This is supported by an analysis of code-mixing and code-switching in this dataset.Footnote 7 It is necessary to distinguish between code-mixing, ‘cases where lexical items and grammatical features from two languages appear in one sentence’, and code-switching, ‘the rapid succession of several languages in a single speech event’ (Muysken Reference Muysken2000:1).Footnote 8 Where there is code-mixing in bilingual messages, it can be categorised as ‘insertion’, whereby lexical items or constituents from one language are inserted into a structure from another (Muysken Reference Muysken2000). Figure 2 is an example of this; it reads: Stand in awe of all mná. I'm sorry it took so long. The only Irish word in the message is mná ‘women’. Irish noun phrases are often slotted into otherwise English syntactic structures (rather than vice-versa), with verbs or adjectives rarely used. Stock phrases and slogans are also repeated, whether in the form of code-mixing in bilingual messages (e.g. Stand in awe of all mná [‘women’] or We repealed for you, & for all mná na hÉireann [‘women of Ireland’]) or more fluent Irish use, for example, monolingual Irish messages consisting entirely of common slogans (e.g. Ní Saoirse go Saoirse na mBan ‘There is no freedom until women are free’). Although repeated slogans are also found in monolingual English messages (e.g. NEVER AGAIN), they are more common in the Irish and bilingual messages than in the English messages, where there is a much greater variety of language on display.

Figure 2. Notes to Savita card; Richmond Street South, Dublin.

In summary, the distribution of Irish in the Notes to Savita dataset aligns with interviewees’ perceptions that Irish was rarely used, and even when it was, it was rare to find signs written exclusively in Irish. Typically, there might be the ‘odd word’ of Irish in an otherwise English message. Therefore, Irish use during the referendum campaign was highly marked. This suggests that the choice of Irish was not (primarily) motivated by a desire to communicate with an Irish-reading public, but, in Andrew's words, was used as “more of an indicator, a signifier”, indexing national identity.

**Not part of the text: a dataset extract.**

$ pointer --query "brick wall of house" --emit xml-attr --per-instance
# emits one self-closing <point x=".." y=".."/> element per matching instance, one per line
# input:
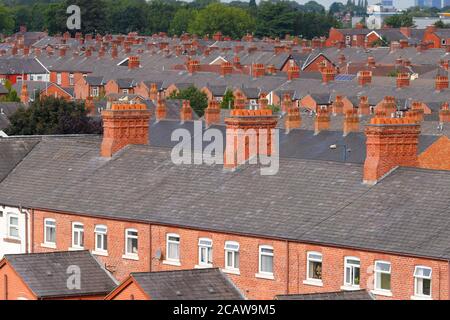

A STANCETAKING APPROACH TO GENDER AND LANGUAGE IDEOLOGY

On the basis of the preceding analyses, we can proceed to a more in-depth qualitative analysis of the role played by the Irish language in stancetaking. Figure 3 can be considered typical of the Notes to Savita dataset because it is written entirely in English, and thus offers a useful counterpoint before moving on to an analysis of Irish messages. Figure 3 includes several common discourses which appear in many notes, irrespective of language: We are sorry is a common sentiment expressing the Irish public's collective guilt or sorrow for what happened to Savita Halappanavar, as is the promise of Never again, that this will not happen again (because of the referendum result). More relevant to this analysis, though, is the declaration of a New Ireland as a result of the vote. This explicitly frames the referendum result as part of the history of the evolution of the national project, a point that is analysed in more detail below. Because English is unmarked in this context, references to national identity must be made explicitly (e.g. reference to a New Ireland). When Irish is used, however, it comes with added ideological ‘baggage’: unlike the ‘transparent’ functionality of English, the use of Irish can itself be interpreted as a commentary on national identity.

Figure 3. Notes to Savita card; Richmond Street South, Dublin.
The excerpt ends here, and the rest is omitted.